Parallel system when the time to repair of the components becomes very large.

Question

A component has a mean to to failure $U$ and a mean time to repair $D$. Two of these components are combined into a parallel system. In other words, we need just one of the components to be working for the system to be working. A natural question is what the mean time to failure and mean time to repair for the system become. On page 614 of "Introduction to probability models" by Sheldon Ross (9th ed), this exact scenario is described (as a consequence of equations 9.32 and 9.33 we get the MTBF of the system ($\bar{U}$)), which is also calculated on that page for a parallel system:

$$\bar{U} = \frac{1-\left(\frac{D}{U+D}\right)^2}{\left(\frac{D}{U+D}\right)^2} \frac{D}{2}$$

Now, what happens when the mean time to repair of the components, $D$ becomes very large? When I calculate the limit of the above expression as $D \to \infty$, I surprisingly get $\bar{U} = U$.
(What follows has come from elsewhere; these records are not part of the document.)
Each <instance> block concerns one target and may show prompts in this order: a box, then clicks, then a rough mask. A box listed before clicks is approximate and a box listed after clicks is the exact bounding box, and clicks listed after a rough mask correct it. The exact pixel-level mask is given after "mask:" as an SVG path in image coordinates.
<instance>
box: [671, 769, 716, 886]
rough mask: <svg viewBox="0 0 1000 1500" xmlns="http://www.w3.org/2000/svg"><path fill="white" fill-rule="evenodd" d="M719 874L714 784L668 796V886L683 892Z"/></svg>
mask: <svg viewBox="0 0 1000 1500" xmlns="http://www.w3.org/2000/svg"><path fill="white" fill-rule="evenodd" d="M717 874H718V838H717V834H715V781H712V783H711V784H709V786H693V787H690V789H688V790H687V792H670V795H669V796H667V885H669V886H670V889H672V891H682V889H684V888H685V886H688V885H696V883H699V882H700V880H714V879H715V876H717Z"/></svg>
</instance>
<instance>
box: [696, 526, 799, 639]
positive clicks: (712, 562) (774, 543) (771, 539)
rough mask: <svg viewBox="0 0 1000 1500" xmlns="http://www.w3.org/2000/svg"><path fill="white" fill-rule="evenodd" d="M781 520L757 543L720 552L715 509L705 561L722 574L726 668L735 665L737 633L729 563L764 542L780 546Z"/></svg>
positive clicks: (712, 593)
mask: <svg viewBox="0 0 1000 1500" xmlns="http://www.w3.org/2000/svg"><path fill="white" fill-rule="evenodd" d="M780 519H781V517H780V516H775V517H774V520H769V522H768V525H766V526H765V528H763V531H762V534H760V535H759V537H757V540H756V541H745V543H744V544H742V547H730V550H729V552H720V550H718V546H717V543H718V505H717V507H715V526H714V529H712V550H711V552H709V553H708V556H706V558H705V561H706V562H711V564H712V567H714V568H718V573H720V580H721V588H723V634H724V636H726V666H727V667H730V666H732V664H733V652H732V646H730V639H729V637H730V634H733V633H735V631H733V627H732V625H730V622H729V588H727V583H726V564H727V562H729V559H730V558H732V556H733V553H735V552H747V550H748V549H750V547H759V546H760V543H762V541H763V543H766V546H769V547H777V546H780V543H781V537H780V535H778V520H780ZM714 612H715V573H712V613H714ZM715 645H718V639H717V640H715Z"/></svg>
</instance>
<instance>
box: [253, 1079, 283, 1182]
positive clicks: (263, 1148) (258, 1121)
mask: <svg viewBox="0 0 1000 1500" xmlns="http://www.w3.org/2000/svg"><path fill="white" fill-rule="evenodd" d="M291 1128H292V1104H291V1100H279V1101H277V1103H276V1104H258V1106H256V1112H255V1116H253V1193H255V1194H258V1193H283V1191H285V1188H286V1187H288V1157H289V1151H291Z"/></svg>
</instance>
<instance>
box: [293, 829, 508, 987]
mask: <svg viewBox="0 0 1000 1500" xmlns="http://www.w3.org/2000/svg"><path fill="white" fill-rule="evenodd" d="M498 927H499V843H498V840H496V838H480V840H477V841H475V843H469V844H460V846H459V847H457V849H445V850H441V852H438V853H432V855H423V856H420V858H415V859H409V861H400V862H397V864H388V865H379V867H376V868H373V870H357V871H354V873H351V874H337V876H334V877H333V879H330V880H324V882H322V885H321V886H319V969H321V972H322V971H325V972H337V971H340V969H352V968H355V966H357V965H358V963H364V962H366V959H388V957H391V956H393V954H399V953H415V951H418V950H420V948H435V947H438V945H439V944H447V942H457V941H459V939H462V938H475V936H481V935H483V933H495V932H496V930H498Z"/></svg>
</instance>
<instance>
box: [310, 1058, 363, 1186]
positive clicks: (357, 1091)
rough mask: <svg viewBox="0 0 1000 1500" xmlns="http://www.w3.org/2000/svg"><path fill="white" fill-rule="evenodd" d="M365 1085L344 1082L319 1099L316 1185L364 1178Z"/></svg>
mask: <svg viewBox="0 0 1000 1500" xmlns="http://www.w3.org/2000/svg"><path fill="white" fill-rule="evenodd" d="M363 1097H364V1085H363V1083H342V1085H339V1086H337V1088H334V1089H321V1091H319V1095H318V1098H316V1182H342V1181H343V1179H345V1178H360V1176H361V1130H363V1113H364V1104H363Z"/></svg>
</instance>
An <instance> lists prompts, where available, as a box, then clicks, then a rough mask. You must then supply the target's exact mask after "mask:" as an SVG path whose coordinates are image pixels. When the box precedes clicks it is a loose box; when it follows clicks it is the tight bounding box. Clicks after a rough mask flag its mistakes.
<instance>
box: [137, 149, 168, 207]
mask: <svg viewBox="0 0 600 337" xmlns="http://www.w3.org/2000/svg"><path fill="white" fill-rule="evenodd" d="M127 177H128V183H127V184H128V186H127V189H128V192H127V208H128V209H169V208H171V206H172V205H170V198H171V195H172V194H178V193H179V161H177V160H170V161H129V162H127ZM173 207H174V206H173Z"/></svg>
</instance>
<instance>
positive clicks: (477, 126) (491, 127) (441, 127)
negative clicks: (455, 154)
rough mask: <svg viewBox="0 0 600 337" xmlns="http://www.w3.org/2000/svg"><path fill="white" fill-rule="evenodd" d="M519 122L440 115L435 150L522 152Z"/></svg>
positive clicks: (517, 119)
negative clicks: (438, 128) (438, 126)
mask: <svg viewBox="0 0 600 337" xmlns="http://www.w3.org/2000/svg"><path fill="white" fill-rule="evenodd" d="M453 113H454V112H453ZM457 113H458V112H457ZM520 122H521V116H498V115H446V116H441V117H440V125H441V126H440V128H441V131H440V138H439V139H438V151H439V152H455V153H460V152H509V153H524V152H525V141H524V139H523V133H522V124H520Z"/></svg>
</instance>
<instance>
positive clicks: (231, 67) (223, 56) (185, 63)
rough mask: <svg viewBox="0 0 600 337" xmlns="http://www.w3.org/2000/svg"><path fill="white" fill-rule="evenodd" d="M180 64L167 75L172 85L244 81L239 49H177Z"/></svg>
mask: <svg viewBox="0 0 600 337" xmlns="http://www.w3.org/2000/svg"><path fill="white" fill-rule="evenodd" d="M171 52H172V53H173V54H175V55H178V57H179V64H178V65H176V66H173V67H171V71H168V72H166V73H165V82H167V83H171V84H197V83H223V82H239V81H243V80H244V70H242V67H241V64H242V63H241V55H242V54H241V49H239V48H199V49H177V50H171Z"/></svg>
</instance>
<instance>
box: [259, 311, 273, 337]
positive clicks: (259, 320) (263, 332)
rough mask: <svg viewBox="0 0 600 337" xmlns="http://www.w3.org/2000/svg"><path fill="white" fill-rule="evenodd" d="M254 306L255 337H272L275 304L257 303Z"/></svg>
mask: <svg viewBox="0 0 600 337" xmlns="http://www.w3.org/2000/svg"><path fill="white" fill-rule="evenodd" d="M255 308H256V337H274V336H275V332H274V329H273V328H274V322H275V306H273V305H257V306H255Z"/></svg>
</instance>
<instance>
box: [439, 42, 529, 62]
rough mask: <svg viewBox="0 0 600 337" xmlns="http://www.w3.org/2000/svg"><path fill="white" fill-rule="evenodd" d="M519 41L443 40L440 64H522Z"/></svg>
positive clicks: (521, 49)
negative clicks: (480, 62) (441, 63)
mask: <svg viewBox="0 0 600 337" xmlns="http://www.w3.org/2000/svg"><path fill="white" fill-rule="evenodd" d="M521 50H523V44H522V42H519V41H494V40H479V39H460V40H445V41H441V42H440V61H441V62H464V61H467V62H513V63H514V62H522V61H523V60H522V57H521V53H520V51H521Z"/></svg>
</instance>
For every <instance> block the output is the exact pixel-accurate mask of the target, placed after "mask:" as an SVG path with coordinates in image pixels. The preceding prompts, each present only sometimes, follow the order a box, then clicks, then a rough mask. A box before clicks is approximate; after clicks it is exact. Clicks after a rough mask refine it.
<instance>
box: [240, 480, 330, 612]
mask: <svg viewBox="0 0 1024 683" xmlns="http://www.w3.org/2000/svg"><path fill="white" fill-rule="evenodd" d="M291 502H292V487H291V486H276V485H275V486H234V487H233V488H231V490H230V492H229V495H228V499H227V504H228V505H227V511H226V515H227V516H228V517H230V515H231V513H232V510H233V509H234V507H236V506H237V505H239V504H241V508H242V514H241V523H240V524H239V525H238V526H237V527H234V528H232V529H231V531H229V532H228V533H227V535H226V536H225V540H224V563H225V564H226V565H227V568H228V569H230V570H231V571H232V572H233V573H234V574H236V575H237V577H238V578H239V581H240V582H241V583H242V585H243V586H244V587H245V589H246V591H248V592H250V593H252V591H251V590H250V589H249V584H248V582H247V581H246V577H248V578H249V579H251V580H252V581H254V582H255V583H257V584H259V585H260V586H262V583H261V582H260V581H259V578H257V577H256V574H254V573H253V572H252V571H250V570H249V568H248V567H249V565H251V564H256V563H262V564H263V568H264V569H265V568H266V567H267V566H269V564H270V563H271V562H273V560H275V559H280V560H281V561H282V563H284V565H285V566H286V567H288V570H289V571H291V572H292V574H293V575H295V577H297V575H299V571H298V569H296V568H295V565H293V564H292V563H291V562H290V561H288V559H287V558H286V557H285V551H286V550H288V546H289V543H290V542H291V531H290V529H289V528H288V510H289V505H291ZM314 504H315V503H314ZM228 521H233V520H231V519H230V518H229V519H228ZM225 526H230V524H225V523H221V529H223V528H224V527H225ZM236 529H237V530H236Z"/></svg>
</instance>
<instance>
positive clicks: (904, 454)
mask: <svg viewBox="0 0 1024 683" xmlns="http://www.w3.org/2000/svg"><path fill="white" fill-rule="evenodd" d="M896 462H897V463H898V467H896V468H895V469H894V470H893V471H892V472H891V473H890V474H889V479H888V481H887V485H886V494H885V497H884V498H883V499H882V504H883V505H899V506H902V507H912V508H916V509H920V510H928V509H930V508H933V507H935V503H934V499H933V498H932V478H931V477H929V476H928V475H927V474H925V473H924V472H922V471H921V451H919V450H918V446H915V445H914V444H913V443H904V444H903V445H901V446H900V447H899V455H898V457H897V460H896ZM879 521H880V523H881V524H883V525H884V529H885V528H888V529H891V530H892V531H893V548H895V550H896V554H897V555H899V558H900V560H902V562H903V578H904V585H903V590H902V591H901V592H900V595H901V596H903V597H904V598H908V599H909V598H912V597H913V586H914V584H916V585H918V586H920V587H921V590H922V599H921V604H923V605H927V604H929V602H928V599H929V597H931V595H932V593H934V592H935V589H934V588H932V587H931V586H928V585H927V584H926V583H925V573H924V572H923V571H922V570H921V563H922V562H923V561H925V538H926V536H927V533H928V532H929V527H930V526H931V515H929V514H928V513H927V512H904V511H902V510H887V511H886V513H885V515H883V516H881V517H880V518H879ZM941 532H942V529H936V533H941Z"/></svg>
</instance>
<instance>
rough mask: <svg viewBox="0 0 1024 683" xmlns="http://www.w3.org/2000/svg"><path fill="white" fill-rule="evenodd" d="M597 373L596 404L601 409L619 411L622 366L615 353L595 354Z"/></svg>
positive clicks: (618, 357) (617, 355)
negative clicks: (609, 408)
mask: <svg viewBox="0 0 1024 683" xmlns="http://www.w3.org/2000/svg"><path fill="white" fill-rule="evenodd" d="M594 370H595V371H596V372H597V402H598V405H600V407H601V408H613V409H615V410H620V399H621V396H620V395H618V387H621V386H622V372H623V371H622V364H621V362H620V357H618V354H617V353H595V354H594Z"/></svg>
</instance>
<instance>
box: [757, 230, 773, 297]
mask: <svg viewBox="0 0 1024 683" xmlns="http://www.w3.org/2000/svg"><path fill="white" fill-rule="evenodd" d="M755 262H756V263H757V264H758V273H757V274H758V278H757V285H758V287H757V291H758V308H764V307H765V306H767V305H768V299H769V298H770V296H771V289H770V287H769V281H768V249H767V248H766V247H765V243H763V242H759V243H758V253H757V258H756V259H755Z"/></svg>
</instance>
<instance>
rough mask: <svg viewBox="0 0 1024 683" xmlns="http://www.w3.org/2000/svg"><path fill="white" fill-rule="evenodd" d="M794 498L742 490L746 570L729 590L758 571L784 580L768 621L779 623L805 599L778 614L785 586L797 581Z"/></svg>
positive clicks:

This doesn't make sense since if we consider the time to repair of the components as exponential, we should see one failure of the system at the max of the times to repair of the two components. And the average of this time should be double the average of the time to failure of the components, not the same. What am I missing?

Answer 1

It should not be surprising because most of the time the system is running one of the components is broken. In that case the MTBF of the system is the same as the MTBF of one component. In fact, most of the time the system is down completely. You get one component repaired and it runs until it fails. Then both are broken and the system is down.

As an example, imagine MTBF of a component is 1 hour and MTTR is 1000 hours. You start with both working. After about a half hour one of the two components fails. After about another hour the other fails and the system is down. You are down for about 1000 hours until one component is repaired. Unless the other gets repaired in the next hour, you will only run for about an hour before the newly repaired one fails. On average you are up for 2 hours out of every 1000, about 1 hour at a time.

Checking limiting cases like this is a good check of formulas. If you made an error in the derivation, it often shows up in one of the limiting cases. You can often find answers to the limiting cases without using your derivation, as I did here.